God is Dead?
Thoughts we have seek understanding, to the reflective mind. So the Atheist makes his universal statement–God is dead.
Their writings build on this supposition to prove their stance, in much the same modes as the modern believer gives evidence for the existence of God. I think the real battle is not in the arguments for or against, but begins within the human person seeking to prove their presupposition. The intellect is neutral, unless of course you are a Vulcan with pointy ears.
Even if the Atheist could give pure, scientific reason that God is an unnecessary idea, that the material world can be rightly explained through purely natural causes, he is still left with one fatal problem.

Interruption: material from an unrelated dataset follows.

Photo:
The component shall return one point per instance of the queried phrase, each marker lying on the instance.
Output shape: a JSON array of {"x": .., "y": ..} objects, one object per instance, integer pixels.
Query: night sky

He is man, and man is anything but objective. Man is subjective, given to change, along with all the ideas He could ever imagine. Man experiences life subjectively. All life and reality is seen through his little eyes–every emotion, thought, argument. How he experiences life and reality is forever attached to him as being. That is, man can experience nothing outside of his own life.
So we have three sorts of man in their subjective humanity:
Atheists, Agnostics, Creationists
Let us remember, man builds his world view by his subjective experience, for it is impossible to do any other for he is a subject.
To the Atheist, God is dead. The Agnostic doesn’t know. The Creationist believes. Such varied subjective opinions in these subjects we call human beings! How is such a divorce within men possible regarding such a primal question?
It all has to do with man’s private, subjective experience. To the Atheist, God is dead because in his subjective person God is dead to him, and then he carries on with his rational arguments to support his subjective experience as absence. The creationist does all the same things, but His experience of God is as presence. The Agnostic floats somewhere in between the two poles of presence and absence, conflicted from within.
Presence and absence are the grounds upon which the subjective human builds his arguments and suppositions.
For me to see my child’s face with my natural eyes, I must be present to my child, gazing into her face. For me to have a relationship with her we must speak to one another through the senses and our human persons, in an interchange of subjects that we humans call relationship. Without this interchange I remain alone to her, in isolation, incapable of knowing her as presence.
With the Atheist, God is dead. But what he is really experiencing as a subject are not intellectual reasons why God is dead; that is only the effect, or a rationalization of his experience. But as subject he sees not God, not because God is dead, but rather the relationship is dead. He knows God as absence, isolation, as negation. Therefore in a very real way God is dead to him, like disowning a child. I have heard and also said as a subject the phrase, “You are dead to me.” This is a repudiation of a social interchange and has nothing to do with existence and nonexistence.
What the Atheist is really saying to God is, “I am dead to you.” God is not dead; you are dead to God.